We’ve been watching the construction from the 10 freeway for what feels like our entire adult lives. The cranes are finally gone. The scaffolding is down. And what’s left is a building that looks like it was poured from a single piece of concrete and glass — hovering above the Miracle Mile like a bridge between Wilshire’s past and whatever comes next.
“LACMA didn’t just build a new museum. It built the argument that Los Angeles is an art city, not a city that happens to have art.”
What’s Inside
The inaugural installation spans 26 galleries arranged on a single level — no stairs, no confusing wayfinding, just one continuous path through 5,000 years of art. The collection has been reinstalled to encourage movement across cultures and time periods, meaning you might walk from ancient Egyptian sculpture directly into a room of contemporary photography. It’s the kind of curatorial choice that either excites you or drives you crazy, and we think it’s brilliant.
The natural light alone is worth the trip.
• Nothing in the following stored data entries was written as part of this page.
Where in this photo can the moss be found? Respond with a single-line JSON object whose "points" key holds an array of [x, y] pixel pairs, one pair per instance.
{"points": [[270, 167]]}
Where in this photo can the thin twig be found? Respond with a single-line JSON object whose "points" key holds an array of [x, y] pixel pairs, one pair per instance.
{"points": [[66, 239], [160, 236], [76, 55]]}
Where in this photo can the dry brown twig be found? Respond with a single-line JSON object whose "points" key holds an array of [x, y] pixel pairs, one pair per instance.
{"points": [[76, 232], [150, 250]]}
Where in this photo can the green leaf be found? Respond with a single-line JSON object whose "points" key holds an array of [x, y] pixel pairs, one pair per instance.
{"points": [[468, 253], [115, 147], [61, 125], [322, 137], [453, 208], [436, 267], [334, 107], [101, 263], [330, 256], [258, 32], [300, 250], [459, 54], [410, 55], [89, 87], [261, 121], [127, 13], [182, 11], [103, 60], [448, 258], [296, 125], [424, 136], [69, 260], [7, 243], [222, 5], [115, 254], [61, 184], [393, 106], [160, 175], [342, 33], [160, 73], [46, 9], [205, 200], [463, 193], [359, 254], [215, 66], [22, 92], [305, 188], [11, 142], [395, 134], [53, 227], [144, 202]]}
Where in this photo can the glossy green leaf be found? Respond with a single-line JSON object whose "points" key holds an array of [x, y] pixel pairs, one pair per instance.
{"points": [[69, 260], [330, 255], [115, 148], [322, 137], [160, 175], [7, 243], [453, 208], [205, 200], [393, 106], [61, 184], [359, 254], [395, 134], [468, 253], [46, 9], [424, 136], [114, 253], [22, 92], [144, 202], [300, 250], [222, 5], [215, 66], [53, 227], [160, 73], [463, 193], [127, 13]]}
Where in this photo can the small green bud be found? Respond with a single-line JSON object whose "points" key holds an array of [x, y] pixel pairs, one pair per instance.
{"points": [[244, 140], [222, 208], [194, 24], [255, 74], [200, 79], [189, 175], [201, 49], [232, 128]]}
Zumthor designed the galleries with skylights and glass walls that pull in Southern California daylight without the glare. The art isn’t fighting the architecture for attention — the building recedes, the work breathes, and you find yourself standing in front of pieces you’ve seen dozens of times feeling like you’re seeing them for the first time.
How to Visit
Here’s the timeline: April 19 through May 3 is members-only access. If you’re a LACMA member, you’re in immediately. If you’re not, memberships start at $75 for individuals and $125 for households — and honestly, this is the year to pull the trigger. The grand public opening begins in early May, and if you thought LACMA was crowded during the Urban Light era, you haven’t seen anything yet.
On May 3, LACMA is hosting a free day for NexGenLA members — that’s their free youth membership for LA County residents 17 and under. If you’ve got kids and haven’t signed them up yet, now’s the time.
Why This Matters for the Westside
We already had the Hammer, the Getty, the Broad, Hauser & Wirth in the Arts District. But LACMA has always been the Westside’s museum — the one you drove past on Wilshire, the one with the lamppost installation that launched a million Instagram posts, the one where you took out-of-town visitors when they asked what to do. The Geffen Galleries don’t just reopen LACMA. They reposition it as one of the most important museums in the country, and they do it ten minutes from the beach.
On April 22, Zumthor himself will be in conversation with LACMA director Michael Govan on the East West Bank Commons. If you care about architecture, design, or just want to hear two people who spent 20 years building something talk about what it meant, this is the event to attend.